Na sessão da última terça-feira (10/08), foi votada na 3º sessão ordinária do segundo período legislativo de 2021, uma indicação de autoria do vereador Herbinho (PSL), solicitando ao executivo municipal que colocasse em prática no município o sistema de estacionamento, denominado de “zona azul”. Os vereadores de oposição votaram contra a matéria e passaram a investigar o assunto após parlamentares da bancada governista usarem as redes sociais para esclarecer que não se tratava de cobrança de tarifa e sim ordenamento.

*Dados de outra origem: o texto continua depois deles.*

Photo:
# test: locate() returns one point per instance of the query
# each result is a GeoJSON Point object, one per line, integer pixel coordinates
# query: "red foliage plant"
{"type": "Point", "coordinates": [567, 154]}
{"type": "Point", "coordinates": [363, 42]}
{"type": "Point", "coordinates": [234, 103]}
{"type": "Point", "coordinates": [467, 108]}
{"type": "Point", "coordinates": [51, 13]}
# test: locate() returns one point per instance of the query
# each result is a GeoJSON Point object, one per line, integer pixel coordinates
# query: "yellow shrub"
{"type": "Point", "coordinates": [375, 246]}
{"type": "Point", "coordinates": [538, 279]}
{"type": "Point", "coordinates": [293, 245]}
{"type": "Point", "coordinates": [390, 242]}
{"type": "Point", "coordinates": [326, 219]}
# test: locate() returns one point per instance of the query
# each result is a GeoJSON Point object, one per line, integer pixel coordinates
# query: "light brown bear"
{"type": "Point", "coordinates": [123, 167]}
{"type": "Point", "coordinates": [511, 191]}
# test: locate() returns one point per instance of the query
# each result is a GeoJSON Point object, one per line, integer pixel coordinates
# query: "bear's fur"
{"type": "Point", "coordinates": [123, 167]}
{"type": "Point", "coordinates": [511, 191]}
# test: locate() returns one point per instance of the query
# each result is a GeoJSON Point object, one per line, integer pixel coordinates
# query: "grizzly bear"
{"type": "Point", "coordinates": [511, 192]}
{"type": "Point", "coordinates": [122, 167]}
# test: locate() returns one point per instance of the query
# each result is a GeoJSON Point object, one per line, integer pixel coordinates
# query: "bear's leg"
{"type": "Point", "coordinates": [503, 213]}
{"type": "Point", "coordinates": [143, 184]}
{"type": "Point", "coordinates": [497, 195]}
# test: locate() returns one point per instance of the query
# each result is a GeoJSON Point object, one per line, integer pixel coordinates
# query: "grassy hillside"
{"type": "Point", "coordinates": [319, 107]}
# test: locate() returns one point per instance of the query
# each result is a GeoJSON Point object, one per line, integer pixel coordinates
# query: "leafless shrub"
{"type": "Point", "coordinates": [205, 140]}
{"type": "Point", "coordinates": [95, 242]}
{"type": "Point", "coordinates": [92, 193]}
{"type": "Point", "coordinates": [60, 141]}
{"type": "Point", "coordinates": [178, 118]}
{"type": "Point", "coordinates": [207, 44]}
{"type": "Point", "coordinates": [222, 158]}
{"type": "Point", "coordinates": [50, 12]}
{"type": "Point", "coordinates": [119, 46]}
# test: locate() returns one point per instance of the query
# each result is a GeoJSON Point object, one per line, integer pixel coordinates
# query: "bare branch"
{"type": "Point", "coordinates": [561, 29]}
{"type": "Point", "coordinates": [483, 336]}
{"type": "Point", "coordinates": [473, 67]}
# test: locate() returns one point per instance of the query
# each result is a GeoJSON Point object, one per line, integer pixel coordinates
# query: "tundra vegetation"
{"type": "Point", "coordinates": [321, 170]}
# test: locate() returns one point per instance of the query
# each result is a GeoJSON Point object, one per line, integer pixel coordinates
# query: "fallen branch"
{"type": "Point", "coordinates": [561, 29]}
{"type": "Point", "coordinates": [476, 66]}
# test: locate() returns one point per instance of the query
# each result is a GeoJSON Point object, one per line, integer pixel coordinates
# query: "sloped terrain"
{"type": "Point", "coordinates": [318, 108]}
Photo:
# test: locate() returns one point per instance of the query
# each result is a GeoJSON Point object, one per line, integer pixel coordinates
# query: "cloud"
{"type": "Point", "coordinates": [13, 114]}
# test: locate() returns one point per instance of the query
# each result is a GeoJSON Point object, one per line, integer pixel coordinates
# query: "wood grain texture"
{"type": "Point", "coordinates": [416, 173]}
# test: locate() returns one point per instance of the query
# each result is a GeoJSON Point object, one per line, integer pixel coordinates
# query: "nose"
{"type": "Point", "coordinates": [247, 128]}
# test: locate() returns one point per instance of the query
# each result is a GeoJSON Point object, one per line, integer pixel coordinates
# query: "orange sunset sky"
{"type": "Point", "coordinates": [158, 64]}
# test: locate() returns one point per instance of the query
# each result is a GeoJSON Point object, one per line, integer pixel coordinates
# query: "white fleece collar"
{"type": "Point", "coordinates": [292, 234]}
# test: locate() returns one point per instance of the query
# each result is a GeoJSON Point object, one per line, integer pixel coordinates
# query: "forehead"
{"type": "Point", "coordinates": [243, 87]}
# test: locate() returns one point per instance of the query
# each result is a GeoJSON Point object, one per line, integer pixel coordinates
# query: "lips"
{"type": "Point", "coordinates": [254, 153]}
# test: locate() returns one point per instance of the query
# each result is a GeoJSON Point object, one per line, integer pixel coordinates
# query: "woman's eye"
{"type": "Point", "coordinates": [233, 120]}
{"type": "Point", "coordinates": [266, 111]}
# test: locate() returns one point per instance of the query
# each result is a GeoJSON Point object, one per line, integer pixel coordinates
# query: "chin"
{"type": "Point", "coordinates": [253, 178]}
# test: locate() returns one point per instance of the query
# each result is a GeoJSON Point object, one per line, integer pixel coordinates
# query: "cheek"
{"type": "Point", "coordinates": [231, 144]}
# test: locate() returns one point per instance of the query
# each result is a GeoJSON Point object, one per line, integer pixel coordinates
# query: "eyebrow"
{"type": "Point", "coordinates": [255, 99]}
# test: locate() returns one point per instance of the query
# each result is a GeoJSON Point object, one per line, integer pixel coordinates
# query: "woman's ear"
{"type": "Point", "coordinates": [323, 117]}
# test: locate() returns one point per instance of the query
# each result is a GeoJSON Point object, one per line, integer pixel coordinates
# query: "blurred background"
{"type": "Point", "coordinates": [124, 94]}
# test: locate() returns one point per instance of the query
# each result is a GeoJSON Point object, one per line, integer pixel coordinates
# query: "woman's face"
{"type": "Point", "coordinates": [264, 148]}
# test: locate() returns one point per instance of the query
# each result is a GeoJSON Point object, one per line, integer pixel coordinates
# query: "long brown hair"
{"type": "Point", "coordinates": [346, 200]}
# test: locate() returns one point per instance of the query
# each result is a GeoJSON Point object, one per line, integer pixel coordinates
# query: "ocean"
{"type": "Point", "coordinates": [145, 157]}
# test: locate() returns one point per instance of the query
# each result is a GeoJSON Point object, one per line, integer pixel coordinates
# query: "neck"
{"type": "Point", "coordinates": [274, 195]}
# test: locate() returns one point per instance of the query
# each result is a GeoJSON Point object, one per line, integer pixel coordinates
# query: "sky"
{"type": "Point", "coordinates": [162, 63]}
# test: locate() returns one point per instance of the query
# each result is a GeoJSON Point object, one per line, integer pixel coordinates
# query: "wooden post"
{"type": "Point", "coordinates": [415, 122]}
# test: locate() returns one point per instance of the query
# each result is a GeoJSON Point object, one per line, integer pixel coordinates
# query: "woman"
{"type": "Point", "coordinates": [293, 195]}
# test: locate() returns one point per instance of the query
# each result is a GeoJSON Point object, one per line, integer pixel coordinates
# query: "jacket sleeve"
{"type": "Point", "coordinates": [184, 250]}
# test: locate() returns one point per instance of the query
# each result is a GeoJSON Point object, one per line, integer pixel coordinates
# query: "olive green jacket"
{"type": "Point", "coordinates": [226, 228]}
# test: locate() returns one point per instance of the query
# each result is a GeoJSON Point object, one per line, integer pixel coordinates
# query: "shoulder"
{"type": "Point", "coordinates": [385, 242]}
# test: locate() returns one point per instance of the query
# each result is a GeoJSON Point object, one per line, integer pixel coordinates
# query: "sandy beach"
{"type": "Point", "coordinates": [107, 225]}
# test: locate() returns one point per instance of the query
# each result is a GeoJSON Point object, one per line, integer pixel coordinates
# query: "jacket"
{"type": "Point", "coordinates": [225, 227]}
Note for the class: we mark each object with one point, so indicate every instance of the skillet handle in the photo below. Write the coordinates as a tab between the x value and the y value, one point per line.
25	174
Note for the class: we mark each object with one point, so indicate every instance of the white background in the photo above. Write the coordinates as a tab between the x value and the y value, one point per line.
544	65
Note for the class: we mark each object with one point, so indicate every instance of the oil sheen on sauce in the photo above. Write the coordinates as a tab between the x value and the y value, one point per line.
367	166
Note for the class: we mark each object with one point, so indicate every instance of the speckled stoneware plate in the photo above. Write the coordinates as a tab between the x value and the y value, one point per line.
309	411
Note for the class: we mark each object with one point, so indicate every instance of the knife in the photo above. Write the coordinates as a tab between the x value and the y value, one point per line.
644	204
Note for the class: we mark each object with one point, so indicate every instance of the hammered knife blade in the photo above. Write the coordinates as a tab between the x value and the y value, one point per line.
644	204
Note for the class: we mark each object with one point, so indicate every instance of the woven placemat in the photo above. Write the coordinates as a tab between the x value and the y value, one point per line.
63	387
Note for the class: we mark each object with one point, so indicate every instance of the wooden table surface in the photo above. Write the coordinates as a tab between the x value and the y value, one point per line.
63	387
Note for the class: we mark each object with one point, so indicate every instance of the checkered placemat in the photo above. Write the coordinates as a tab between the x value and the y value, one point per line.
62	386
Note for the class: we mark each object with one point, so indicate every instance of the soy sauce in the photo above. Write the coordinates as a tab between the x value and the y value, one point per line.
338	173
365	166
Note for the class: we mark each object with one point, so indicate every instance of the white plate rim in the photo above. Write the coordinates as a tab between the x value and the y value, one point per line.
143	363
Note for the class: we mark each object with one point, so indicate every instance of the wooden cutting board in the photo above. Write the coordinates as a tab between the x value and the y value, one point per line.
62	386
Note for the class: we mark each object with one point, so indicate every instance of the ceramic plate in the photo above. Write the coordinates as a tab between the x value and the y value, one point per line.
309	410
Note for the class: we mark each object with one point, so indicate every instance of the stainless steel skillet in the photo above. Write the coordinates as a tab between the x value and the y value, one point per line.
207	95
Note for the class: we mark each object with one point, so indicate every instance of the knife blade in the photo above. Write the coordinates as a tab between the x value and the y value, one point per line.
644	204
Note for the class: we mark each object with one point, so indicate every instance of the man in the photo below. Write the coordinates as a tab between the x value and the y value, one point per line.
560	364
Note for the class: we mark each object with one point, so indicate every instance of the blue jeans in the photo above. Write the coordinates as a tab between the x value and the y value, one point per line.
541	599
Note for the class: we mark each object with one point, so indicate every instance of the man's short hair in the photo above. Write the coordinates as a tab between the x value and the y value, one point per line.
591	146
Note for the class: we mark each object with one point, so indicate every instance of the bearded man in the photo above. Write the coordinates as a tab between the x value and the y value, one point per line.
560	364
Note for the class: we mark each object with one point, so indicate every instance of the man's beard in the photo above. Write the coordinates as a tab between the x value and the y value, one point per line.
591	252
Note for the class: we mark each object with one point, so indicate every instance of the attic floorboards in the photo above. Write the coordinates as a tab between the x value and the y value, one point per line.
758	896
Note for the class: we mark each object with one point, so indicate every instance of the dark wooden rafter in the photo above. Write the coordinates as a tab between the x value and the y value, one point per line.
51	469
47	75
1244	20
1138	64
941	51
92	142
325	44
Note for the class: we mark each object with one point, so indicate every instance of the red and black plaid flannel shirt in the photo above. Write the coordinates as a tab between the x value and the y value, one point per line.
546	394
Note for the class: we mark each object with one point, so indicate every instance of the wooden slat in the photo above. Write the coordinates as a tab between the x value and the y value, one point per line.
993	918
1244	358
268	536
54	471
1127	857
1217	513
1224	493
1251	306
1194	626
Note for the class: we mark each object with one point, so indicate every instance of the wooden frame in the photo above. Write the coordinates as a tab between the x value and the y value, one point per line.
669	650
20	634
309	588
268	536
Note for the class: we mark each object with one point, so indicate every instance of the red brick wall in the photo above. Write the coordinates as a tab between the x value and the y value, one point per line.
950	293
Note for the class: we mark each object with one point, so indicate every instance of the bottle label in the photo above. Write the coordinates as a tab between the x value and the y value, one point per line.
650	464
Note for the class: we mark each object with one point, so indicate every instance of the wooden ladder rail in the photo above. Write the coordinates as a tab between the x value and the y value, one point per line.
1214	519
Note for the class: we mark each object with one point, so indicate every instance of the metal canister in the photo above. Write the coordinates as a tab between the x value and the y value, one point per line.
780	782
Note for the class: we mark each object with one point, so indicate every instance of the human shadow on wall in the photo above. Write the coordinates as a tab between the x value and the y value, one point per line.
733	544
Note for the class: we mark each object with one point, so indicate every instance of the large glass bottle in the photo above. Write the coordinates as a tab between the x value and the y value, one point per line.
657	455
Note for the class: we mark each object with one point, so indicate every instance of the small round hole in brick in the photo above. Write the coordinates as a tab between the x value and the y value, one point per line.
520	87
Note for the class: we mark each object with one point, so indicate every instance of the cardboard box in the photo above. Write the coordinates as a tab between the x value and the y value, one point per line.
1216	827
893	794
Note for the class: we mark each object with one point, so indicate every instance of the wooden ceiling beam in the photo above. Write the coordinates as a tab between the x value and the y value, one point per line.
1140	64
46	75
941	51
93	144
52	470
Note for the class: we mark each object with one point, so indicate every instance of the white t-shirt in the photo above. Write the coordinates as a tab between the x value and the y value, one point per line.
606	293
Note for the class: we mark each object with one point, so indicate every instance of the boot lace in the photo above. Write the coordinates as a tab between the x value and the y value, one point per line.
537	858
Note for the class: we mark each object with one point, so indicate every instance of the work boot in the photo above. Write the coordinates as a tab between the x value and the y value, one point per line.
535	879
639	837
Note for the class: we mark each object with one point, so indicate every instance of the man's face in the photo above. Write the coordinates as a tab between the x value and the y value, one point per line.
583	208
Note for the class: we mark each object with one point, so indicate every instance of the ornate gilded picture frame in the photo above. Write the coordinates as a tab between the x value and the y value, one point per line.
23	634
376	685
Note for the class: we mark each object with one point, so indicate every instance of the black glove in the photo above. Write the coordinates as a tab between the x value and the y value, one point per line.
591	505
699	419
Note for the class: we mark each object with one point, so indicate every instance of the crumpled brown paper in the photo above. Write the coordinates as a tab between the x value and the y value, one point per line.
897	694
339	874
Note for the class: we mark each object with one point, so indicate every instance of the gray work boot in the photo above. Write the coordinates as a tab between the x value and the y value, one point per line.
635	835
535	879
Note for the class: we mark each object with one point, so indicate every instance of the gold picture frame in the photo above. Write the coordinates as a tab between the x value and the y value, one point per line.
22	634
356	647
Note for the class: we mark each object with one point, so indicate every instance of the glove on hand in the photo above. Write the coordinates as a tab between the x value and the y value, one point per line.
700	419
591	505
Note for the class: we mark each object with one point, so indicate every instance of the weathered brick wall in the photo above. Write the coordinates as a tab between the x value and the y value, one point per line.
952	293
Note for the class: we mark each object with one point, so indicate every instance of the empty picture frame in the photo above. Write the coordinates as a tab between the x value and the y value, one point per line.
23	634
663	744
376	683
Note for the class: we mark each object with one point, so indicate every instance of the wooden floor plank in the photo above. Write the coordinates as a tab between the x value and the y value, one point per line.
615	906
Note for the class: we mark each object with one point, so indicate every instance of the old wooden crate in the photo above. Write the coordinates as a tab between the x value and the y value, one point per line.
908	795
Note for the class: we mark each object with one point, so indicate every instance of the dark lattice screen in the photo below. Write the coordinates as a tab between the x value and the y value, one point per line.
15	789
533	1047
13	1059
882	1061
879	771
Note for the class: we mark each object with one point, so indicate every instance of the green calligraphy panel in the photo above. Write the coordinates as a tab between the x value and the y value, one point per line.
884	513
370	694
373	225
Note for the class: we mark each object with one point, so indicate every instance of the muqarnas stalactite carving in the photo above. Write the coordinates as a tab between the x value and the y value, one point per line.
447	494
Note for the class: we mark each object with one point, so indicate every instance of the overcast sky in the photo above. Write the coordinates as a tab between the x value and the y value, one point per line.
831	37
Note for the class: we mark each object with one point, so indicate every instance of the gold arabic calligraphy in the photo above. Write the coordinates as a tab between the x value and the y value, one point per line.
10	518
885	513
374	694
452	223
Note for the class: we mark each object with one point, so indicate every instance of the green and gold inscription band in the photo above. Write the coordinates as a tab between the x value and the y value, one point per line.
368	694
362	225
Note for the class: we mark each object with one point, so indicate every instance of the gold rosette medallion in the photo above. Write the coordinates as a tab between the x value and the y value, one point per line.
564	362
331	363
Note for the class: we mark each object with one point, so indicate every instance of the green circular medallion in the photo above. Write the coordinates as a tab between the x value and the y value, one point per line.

Durante a defesa da indicação nº720/2021 na sessão, para que a Prefeitura de Camaçari, através da Superintendência de Trânsito e Transporte (STT), cumprisse a Lei 305/2010, que institui o sistema de estacionamento de alta rotatividade, denominado de “zona azul”, para ser implantado em bens públicos do município, o autor da matéria não falou em taxa e nem a justificativa foi lida na oportunidade. “Eu já tive reuniões com alguns comerciantes, onde eles relatam que têm uma pesquisa que diz que o comércio do município a cada dia que passa vai diminuindo as vendas por falta de estacionamentos no centro da cidade. Tenho relatos também de munícipes que realmente deixam de ir no comércio do centro por não ter vagas para estacionar. Então acho que nós vereadores temos que abraçar essa luta”, explicou Herbinho.
Nas redes sociais, tanto o vereador Herbinho, quanto o líder do governo na Câmara, Flavio Matos (DEM), reafirmaram que não se tratava de cobrança, apenas de um sistema que vai organizar o trânsito, dar rotatividade aos estacionamentos, e com isso movimentar o comércio local e a economia. Os vereadores de oposição do PT, Dentinho do Sindicato e Tagner, decidiram ir a fundo e estudar a matéria, buscando informações no setor responsável na Câmara.
Segundo eles, a indicação foi dada entrada na Casa em 04 de agosto, e alterada em 11 do mesmo mês, um dia após votação em plenário, o que não é permitido. Os vereadores de oposição passaram então a acusar os parlamentares da situação em um vídeo, sem citar nomes, de fraudarem o documento entrando no sistema legislativo da Câmara, que agora é online e cada gabinete tem uma senha, alterando a justificativa da matéria já apreciada em plenário. Os edis cobram que a presidência da Casa apure o ocorrido, por se tratar de “um crime contra o sistema e o processo legislativo”, exaltou Tagner.
Na quinta-feira (12), a sessão ordinária foi cancelada e rumores nos corredores da Câmara dão conta que o motivo teria sido o desgaste com essa suposta alteração no texto já apreciado. A matéria tem ganhado grande repercussão na cidade, com opiniões a favor e contrária a cobrança do estacionamento rotativo.
A presidência da Câmara Municipal ainda não se posicionou sobre o assunto.